Returns the encrypted balance for an account:

```solidity theme={null}
function confidentialBalanceOf(address account)
    public view returns (euint64)
{
    return _confidentialBalances[account];
}
```

**Important:** The returned `euint64` is still encrypted! You cannot read its value directly.
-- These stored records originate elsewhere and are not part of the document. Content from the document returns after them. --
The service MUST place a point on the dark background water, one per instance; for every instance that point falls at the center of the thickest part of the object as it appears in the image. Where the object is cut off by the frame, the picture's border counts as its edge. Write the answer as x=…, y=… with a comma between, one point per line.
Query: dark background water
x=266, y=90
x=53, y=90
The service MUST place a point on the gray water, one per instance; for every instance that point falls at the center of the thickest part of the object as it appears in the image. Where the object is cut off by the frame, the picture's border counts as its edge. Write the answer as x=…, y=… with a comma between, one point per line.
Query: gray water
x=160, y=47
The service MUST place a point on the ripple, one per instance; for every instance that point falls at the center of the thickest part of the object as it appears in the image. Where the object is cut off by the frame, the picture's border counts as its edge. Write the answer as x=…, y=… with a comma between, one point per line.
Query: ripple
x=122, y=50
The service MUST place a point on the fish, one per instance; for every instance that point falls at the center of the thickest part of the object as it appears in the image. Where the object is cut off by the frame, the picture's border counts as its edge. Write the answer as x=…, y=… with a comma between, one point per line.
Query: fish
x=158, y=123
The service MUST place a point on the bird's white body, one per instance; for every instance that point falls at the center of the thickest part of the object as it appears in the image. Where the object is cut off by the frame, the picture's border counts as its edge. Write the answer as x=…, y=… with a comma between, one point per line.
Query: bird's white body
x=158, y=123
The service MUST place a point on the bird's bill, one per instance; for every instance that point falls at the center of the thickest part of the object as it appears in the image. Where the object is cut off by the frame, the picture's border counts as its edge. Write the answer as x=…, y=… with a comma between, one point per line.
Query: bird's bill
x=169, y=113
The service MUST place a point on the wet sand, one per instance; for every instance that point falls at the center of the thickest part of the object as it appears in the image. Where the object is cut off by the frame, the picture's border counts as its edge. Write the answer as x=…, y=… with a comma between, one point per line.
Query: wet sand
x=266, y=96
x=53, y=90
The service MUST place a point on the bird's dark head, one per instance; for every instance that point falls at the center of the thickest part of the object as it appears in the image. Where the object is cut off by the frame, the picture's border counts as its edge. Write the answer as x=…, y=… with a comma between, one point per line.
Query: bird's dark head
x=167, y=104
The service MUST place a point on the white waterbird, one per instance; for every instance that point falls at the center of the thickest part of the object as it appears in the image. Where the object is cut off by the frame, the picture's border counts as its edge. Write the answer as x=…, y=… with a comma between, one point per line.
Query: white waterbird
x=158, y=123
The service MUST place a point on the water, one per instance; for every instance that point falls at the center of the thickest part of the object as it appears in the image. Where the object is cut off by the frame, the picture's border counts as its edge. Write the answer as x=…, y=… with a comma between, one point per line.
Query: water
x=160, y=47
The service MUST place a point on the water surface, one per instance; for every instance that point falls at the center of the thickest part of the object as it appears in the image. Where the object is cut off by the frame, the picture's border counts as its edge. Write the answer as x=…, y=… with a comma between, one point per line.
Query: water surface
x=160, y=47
To use it:

<CodeGroup>
  ```solidity In Smart Contract theme={null}
  // Use in FHE operations
  euint64 balance = token.confidentialBalanceOf(user);
  euint64 doubled = balance + balance;
  ```

  ```typescript Off-Chain (with @cofhe/sdk) theme={null}
  // Request decryption for UI display
  const encBalance = await token.confidentialBalanceOf(userAddress);
  const result = await client
    .decryptForView(encBalance)
    .withPermit()
    .execute();
  console.log(`Balance: ${result.decryptedValue}`);
  ```
</CodeGroup>

### Indicator Balance

Returns the non-confidential indicator value:

```solidity theme={null}
function balanceOf(address account)
    public view returns (uint256)
{
    return _indicatedBalances[account];
}
```

This returns a value between 0 and 9999, representing the activity indicator, **not the real balance**.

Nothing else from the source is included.